PI: Stephen Badylak
Title: Extracellular Matrix as a Therapy for Inflammatory Bowel Disease
Description: Clinical Problem: Inflammatory Bowel Disease (IBD) affects nearly 1.5 million Americans with approximately 70,000 new cases diagnosed each year. There are a number of forms of IBD most notably ulcerative colitis (UC) and Crohn’s disease, but the medical device therapy described in this work could also address proctitis, proctosigmoiditis, and rectal mucositis. UC is the initial research target that may or may not include the other forms of inflammatory disease in the colon. UC significantly increases the risk of developing colorectal cancer and negatively impacts quality of life. The etiology of UC is unknown but altered intestinal barrier function and production of cytotoxic effector molecules within the mucosal lining of the colon are known to play central roles in the development of UC. The proposed work would investigate and evaluate the ability of a hydrogel form of extracellular matrix (ECM) to restore structure and function of the mucosal lining of the colon in a preclinical UC model. These findings would represent an important contribution to required regulatory filings prior to human studies.

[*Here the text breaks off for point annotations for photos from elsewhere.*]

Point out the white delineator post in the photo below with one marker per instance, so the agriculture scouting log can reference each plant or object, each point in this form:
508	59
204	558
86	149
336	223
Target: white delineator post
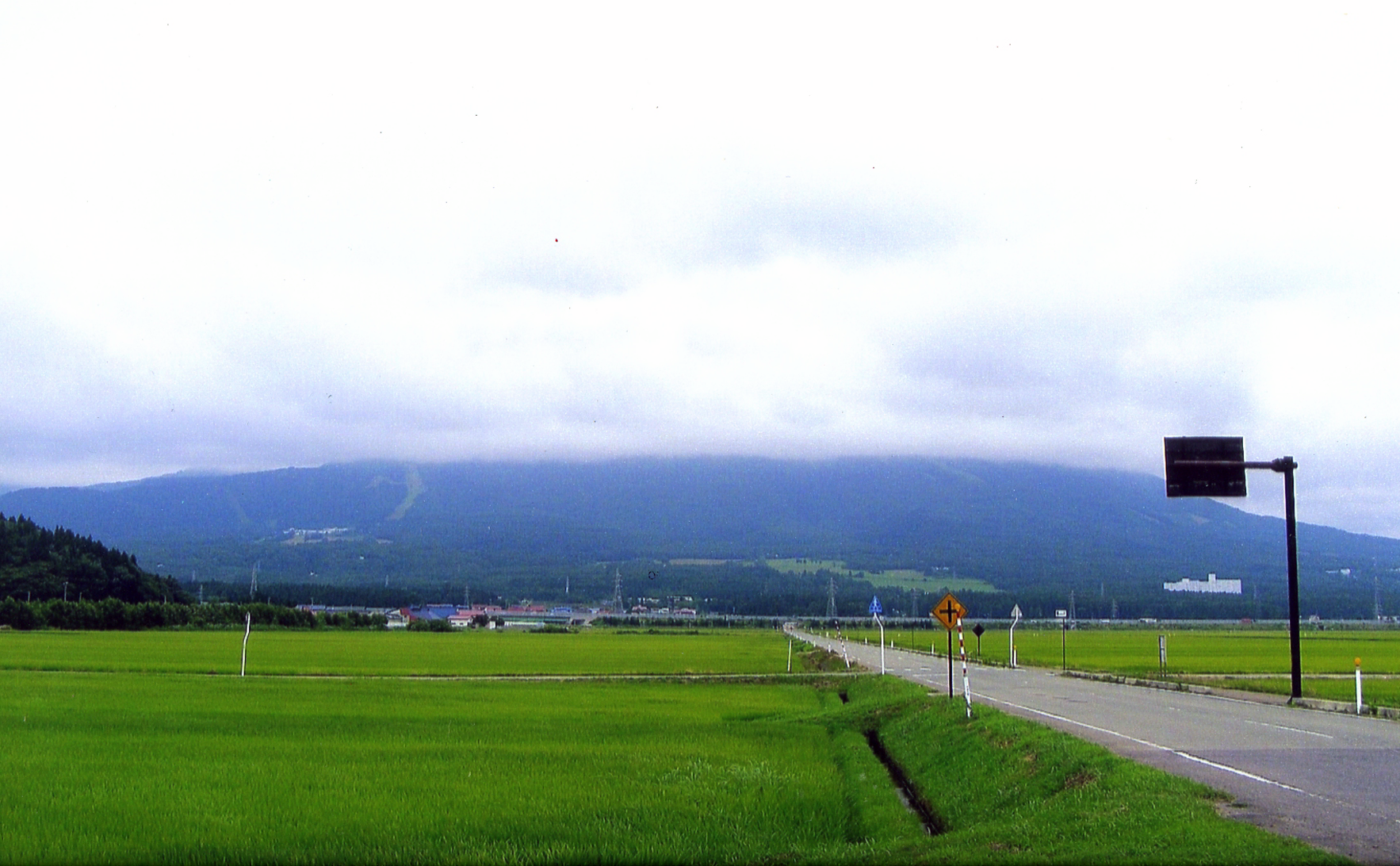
881	642
962	652
248	627
1011	634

Objective: To determine whether ExtraCellular Matrix Hydrogel (ECMH) derived from porcine small intestinal submucosa can (1) mitigate the inflammatory effects in a UC animal model and (2) provide a scaffold for healing of damaged mucosal tissue in an animal model.

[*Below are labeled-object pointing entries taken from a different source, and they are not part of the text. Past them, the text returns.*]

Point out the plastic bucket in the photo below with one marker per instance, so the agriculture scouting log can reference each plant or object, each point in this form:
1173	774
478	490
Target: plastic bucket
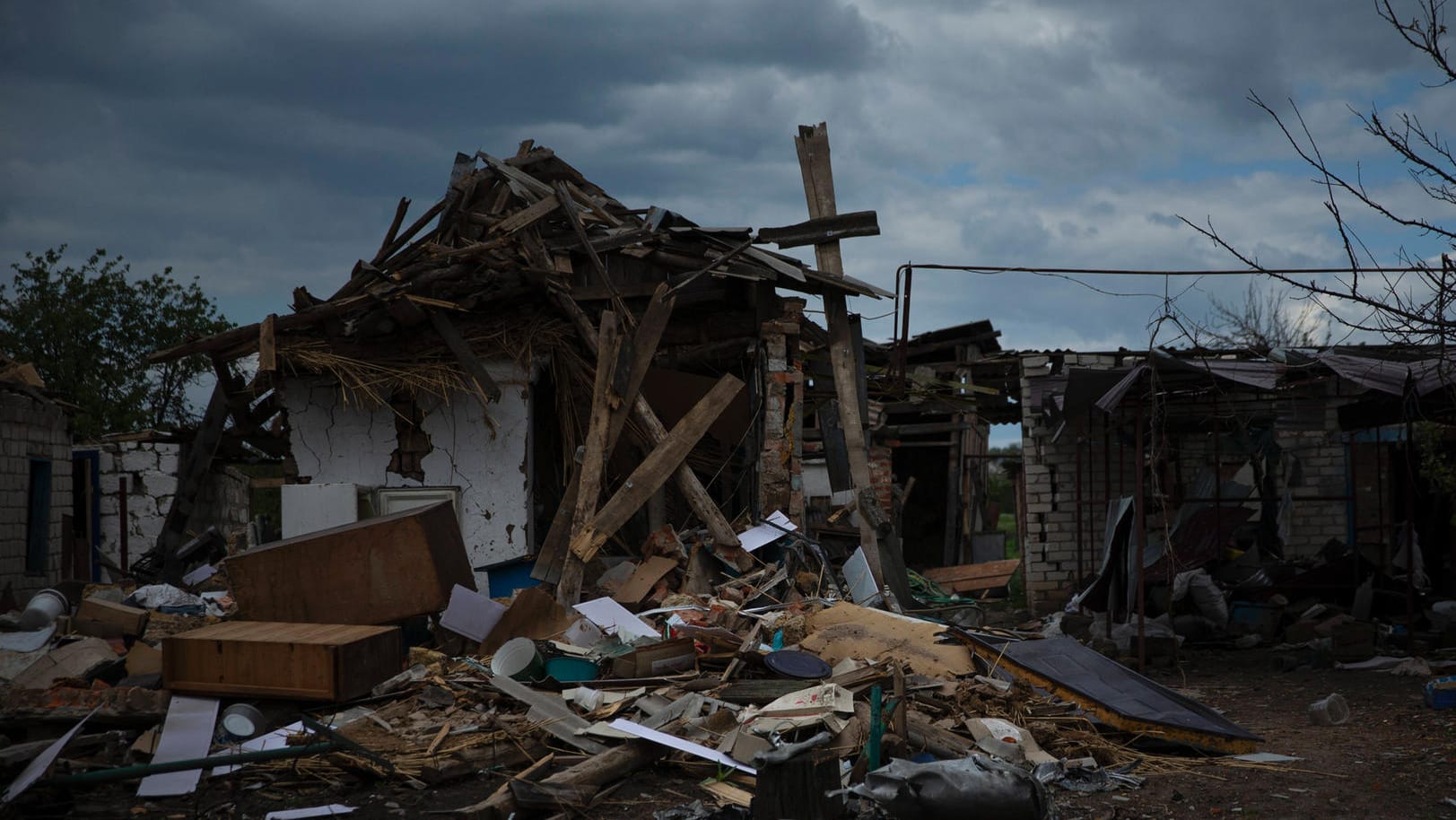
1330	711
44	609
520	660
571	670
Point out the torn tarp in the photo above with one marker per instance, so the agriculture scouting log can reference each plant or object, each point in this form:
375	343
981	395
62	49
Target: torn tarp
1112	692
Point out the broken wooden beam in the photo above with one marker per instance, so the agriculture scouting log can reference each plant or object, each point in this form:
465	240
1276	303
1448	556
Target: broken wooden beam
594	772
645	418
474	367
589	478
822	229
654	471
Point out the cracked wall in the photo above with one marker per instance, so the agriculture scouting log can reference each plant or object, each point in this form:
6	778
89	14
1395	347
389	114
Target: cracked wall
338	443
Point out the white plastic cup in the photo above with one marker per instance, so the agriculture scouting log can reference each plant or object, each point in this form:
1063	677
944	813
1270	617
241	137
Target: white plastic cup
44	609
519	659
1330	711
242	721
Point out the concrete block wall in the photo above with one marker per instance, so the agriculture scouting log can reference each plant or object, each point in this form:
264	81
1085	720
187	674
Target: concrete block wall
150	469
31	429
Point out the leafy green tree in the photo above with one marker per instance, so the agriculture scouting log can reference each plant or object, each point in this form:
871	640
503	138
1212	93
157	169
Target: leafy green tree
88	331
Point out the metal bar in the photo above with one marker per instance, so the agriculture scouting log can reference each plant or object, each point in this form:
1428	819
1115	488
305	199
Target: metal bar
1142	542
1077	488
124	520
143	769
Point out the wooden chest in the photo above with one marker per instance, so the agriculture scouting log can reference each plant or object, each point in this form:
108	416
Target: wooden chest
374	571
258	659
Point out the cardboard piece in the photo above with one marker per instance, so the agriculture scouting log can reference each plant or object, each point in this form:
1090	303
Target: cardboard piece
642	580
535	615
848	631
768	532
42	761
143	659
657	660
306	661
615	619
374	571
471	614
673	742
107	619
79	660
187	735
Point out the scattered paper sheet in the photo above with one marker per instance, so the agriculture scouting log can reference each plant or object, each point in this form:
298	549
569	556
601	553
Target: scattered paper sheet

Hypothesis: Decellularized xenogeneic (porcine) ECMH delivered enterically via catheter to rats with experimentally induced ulcerative colitis will mitigate the severity and duration of the inflamed tissue in the colon and provide a scaffold for healing of damaged mucosal tissue.
- The research plan is designed to address the following questions:
- Can an ECMH product be consistently produced and characterized at lab scale?

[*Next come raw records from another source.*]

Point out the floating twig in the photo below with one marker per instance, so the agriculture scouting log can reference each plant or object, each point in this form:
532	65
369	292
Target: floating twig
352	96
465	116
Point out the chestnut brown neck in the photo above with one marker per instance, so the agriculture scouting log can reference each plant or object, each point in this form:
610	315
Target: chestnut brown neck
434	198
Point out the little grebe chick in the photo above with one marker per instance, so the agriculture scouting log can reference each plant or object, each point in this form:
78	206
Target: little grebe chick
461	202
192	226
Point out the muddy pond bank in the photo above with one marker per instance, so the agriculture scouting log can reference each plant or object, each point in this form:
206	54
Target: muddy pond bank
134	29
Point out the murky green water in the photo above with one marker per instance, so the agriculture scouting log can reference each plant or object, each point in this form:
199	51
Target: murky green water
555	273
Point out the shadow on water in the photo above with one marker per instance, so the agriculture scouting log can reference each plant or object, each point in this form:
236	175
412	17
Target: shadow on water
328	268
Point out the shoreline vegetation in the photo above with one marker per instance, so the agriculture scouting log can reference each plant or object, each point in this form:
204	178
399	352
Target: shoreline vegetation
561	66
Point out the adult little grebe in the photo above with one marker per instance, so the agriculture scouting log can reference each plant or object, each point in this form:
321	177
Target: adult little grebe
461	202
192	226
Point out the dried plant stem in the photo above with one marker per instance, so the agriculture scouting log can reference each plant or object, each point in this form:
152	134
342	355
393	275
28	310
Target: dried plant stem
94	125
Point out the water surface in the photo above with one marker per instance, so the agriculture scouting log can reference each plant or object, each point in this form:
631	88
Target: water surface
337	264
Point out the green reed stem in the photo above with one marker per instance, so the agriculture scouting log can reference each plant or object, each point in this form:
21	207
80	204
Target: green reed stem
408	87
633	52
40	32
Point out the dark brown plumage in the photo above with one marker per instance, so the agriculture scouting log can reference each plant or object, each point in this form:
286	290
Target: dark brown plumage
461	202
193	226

- Can ECMH scaffold facilitate the colonic mucosa healing in a colitic rat model?
- What are the physical properties of ECMH?
- Does an ECMH scaffold potentially influence native cellular properties?
I. Study #1: To demonstrate the ability to successfully produce ECMH.
II. Study #2: To characterize the temporal host response and downstream remodeling outcomes following DSS-induced colitis with and without catheter-based ECMH treatment (enema) in a rat model.
III. Study #3: To characterize the ECM hydrogels.
IV. Study #4: To characterize the cellular response to ECMH in-vitro (after successful completion of Study #1-3).